To judge by his chat with Archinect magazine soon after being notified of his laureateship a couple of days ago, Merrill does not like to pigeonhole himself. He dodged constant invitations by the Archinect interviewer to comment on any distinctions that might reveal his opinion about classical architecture. But he is willing to assert that he puts people at the center of his designs. To those of us who consider modern architecture to be, all too often, an exercise in the marginalization of people (to put it gently), that may stand as a declaration of his classicist tendencies.
Curiously, a couple of days ago, before I became aware of this year’s Driehaus winners, I cited Léon Krier’s town hall at Windsor as a good candidate for the “left edge,” so to speak, of the classical revival. Scott Merrill’s work arguably falls into that category, and in fact Krier’s town hall is listed as one of the projects in Merrill’s firm’s portfolio. Not too long ago, Andrés Duany, whose firm DPZ (Duany Plater-Zyberk) masterplanned both Seaside and Windsor, informed the TradArch list that Merrill was one of a small host of traditional architects, mostly from the South, who had recently dabbled in modernism. Well, no sin in that – though it apparently is a sin for modernist architects to design classical architecture (if not to live in it). So Merrill remains a trad in good standing.

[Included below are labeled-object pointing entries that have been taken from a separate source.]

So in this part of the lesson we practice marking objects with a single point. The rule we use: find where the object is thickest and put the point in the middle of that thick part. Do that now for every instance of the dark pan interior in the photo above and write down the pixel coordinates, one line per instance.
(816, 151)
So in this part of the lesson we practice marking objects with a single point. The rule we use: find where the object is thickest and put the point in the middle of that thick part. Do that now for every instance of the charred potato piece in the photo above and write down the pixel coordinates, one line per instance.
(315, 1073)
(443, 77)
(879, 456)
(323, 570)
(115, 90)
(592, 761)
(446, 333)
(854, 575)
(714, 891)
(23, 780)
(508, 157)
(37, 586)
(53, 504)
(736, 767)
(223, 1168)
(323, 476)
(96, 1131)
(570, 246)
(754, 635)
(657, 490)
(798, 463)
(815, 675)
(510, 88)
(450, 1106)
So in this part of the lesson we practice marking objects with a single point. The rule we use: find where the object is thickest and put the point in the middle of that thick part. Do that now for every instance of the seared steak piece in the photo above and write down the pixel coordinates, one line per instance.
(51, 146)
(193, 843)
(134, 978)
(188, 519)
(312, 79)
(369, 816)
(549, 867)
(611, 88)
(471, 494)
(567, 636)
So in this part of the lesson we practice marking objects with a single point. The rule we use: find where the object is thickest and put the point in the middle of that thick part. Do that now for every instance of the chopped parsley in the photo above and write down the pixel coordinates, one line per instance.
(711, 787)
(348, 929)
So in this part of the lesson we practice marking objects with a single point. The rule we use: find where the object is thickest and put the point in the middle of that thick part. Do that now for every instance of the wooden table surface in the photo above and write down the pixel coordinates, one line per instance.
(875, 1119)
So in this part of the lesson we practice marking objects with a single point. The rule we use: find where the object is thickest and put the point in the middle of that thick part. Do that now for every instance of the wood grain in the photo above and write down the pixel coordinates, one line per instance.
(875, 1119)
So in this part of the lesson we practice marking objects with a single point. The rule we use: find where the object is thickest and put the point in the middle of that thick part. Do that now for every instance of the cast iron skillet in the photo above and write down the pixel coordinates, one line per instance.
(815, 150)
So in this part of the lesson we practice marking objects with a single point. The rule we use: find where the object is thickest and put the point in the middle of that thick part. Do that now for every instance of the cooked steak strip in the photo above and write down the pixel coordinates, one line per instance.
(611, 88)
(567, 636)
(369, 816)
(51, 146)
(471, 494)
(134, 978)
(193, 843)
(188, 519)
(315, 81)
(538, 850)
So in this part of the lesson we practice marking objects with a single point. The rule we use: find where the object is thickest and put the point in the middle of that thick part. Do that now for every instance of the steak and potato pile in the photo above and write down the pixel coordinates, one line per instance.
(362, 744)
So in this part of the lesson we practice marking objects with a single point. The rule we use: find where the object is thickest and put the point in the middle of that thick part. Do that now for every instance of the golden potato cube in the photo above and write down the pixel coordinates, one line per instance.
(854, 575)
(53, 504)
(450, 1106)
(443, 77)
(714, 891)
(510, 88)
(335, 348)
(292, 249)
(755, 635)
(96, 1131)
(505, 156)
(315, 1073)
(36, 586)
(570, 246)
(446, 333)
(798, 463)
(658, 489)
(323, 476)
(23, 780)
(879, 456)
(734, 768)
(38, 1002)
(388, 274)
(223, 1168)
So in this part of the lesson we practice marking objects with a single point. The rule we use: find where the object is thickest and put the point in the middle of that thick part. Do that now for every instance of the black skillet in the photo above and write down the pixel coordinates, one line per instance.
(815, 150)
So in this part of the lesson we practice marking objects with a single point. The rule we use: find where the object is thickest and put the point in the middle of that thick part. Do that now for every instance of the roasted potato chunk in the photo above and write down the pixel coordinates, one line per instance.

After all, Krier masterplanned Poundbury, belly of the beast (along with Seaside) to the modernist critical elite! The nomenclatural debate fostered by Duany (also, with Krier, a Driehaus laureate) is a quagmire and a half. He tries to irk trads by claiming that this or that design is PoMo (postmodern). In the past he has called Merrill’s work postmodern but now, aware of the term’s inadequacy as a descriptive, describes Merrill’s work as “heterodox.” Notre Dame gave a real postmodernist, the late Michael Graves, a Driehaus in 2012, but has not made that mistake again since. To pigeonhole traditional architecture of any stripe in today’s anything-goes classical discourse and practice is clearly a tough job. Who can blame Merrill for refusing to take Archinect’s bait?
So, congratulations to Scott Merrill for winning this year’s Driehaus, and also to the winner of its partner award, the Henry Hope Reed Prize, Havana’s city historian, Eusebio Leal Spengler, for his role in preserving the Cuban capital’s classical architecture. The classical revival marches forward.